Auf dem Nachhauseweg plapperte Julia wie ein Wasserfall. Nach einer Weile konnte ich ihr nicht mehr zu hören. Es klang nur noch wie ein Zug der an mir vorbei sauste. Ich schaute aus dem Fenster und sah wie der Wald an uns vorbei rauschte. Peter hatte einen – für mich – zu schnellen Fahrstil. Ich krallte meine Fingernägel in den Autositz. Doch Peter und Julia saßen gelassen im Wagen. Ich dachte plötzlich nach, wieso ich auf der Straße stehen geblieben war. Doch ich hatte keine Erinnerung mehr. Wie gern würde ich mich daran wieder erinnern. Bei meinem Nachdenken blieb ich bei Vincent hängen. Seine perlweiße Haut, kurze blonde Haare und strahlend schwarze Augen – wo sich das Licht spiegelte – so hatte ich ihn in Erinnerung. Ich ließ ein sanftes Seufzen aus meiner Kehle ertönen. Leider war es ein wenig zu laut. Julia drehte sich sofort zu mir um. Ich saß auf der Rückbank.
»Was hast du Lilly?« Wie konnte sie meinen leisen Seufzer hören? Ich dachte mir – man hat die ein Gehör.

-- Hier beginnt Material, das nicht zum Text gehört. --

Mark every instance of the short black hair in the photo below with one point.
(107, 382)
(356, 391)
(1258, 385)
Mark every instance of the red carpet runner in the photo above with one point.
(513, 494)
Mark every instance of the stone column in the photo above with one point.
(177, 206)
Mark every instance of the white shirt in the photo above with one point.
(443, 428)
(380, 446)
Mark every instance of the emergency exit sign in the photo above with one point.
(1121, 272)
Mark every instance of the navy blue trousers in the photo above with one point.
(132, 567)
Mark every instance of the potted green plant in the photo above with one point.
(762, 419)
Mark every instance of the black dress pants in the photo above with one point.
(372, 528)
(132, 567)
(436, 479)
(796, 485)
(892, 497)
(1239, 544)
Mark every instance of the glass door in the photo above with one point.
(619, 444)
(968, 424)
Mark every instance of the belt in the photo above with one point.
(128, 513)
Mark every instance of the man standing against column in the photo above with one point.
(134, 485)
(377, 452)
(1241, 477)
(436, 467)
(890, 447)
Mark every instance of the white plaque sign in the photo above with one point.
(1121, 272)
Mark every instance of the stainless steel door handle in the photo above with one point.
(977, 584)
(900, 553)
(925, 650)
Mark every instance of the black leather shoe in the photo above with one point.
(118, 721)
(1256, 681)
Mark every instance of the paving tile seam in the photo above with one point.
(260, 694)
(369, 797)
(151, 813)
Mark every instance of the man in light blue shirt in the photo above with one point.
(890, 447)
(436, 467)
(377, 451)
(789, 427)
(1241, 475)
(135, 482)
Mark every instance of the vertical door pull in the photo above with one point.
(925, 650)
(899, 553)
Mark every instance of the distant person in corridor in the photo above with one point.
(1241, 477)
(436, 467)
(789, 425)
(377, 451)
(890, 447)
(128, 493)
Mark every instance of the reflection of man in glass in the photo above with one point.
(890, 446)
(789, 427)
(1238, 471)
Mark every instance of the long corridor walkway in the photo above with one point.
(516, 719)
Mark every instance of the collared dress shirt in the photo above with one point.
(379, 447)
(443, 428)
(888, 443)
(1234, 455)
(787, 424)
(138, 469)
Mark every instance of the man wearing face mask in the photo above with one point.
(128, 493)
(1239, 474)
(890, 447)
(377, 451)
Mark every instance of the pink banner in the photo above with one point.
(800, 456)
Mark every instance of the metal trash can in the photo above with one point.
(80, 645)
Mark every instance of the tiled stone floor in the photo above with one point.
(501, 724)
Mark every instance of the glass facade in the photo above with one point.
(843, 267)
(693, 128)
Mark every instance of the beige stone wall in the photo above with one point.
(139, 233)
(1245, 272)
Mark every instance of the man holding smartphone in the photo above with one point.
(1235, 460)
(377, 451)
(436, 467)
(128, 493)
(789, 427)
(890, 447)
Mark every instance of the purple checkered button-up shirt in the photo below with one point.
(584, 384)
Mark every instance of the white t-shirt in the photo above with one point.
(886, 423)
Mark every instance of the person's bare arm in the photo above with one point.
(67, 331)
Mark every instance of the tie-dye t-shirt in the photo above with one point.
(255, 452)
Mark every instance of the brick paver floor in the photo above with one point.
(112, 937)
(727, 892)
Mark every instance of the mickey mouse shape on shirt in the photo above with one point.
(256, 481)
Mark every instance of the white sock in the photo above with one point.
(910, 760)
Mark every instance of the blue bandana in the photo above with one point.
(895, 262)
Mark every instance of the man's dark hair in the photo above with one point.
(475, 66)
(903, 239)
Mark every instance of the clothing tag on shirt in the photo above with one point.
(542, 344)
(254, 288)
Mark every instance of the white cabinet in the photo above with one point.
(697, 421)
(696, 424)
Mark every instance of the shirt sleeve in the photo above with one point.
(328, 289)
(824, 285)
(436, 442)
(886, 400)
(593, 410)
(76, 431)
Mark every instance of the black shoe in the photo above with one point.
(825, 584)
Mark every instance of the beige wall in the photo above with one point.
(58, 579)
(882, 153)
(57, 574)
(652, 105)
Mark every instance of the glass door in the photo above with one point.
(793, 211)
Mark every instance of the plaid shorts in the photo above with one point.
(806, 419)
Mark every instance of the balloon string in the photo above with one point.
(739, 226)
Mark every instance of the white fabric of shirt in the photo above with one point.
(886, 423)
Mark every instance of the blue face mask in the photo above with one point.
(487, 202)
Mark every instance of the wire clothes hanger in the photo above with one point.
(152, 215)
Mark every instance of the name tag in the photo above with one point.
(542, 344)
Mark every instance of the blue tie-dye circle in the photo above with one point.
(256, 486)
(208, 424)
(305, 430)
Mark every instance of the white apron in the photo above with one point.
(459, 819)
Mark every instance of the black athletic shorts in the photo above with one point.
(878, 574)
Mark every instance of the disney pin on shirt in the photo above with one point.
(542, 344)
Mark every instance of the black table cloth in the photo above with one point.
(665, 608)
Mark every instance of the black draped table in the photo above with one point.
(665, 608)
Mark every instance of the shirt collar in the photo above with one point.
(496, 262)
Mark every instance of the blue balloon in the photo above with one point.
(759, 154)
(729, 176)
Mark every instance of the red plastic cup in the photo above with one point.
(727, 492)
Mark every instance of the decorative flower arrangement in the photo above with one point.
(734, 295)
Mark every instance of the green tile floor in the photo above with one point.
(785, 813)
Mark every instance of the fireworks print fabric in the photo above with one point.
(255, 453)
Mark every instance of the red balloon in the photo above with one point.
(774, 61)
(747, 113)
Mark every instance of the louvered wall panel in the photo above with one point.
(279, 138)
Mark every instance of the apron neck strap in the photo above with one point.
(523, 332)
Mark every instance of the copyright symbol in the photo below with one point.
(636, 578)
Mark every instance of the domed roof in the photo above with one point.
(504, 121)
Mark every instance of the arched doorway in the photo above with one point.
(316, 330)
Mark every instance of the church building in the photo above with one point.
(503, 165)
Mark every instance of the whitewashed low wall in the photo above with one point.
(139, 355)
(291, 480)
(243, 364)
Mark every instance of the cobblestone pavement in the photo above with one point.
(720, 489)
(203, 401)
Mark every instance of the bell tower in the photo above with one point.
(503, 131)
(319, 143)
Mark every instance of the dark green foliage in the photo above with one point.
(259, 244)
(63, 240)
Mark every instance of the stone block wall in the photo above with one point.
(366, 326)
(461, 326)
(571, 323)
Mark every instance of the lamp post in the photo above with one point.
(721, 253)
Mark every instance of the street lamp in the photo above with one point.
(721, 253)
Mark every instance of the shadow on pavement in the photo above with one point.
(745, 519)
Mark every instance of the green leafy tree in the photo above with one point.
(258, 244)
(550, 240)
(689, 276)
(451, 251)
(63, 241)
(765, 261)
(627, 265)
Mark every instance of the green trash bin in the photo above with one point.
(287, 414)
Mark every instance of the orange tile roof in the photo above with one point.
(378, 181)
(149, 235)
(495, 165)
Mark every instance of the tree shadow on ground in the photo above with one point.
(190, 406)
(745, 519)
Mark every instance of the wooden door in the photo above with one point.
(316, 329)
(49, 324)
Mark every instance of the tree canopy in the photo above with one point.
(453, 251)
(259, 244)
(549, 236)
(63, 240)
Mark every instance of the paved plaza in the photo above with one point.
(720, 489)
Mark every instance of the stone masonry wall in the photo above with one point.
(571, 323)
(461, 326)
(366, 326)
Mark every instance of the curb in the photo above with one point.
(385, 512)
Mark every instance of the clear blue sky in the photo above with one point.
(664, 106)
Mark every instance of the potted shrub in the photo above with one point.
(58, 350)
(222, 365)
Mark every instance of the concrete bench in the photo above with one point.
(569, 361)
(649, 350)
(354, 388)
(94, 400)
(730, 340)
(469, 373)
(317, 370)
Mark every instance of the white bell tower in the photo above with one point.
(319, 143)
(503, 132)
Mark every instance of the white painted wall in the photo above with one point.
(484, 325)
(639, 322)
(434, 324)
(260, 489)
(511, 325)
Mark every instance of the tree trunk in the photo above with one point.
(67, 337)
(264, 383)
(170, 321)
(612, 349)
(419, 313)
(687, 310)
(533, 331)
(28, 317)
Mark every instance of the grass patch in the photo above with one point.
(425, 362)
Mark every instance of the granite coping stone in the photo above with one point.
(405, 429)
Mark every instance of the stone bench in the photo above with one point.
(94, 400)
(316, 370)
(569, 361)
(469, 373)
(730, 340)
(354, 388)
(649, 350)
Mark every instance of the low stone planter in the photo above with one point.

»Ach nichts. Sind wir bald da? Ich habe ein wenig Hunger«, sagte ich um nicht die Neugierde von Julia zu erwecken.
»Nur noch um die Ecke«, sagte Peter. Wie gesagt. Und schon standen wir in der Auffahrt. Julia half mir beim aussteigen. Kaum sind wir in dem Haus gewesen, lag mir Hannah schon um den Hals. Sie drückte mich viel zu fest. Ich konnte nur schwer atmen.
»Ich … Luft ..«, keuchte ich. Sie ließ ihre Umarmung locker. Julia ging mit mir auf mein Zimmer. Eigentlich wollte ich für mich alleine sein, aber sie bestand darauf mir das Schulzeug zu zeigen. Ohne große Interesse schaute ich es mir an. Und nickte immer mal wieder. Damit es höflich aussah. Zum Glück war es schon später Abend. Ich nahm einen Snack mit auf mein Zimmer. Und konnte endlich alleine sein. Ich hatte einen eigenen Computer in meinem Zimmer. Ich schaute nach meinen E-Mails. Meine Mutter hatte bestimmt hunderte geschrieben.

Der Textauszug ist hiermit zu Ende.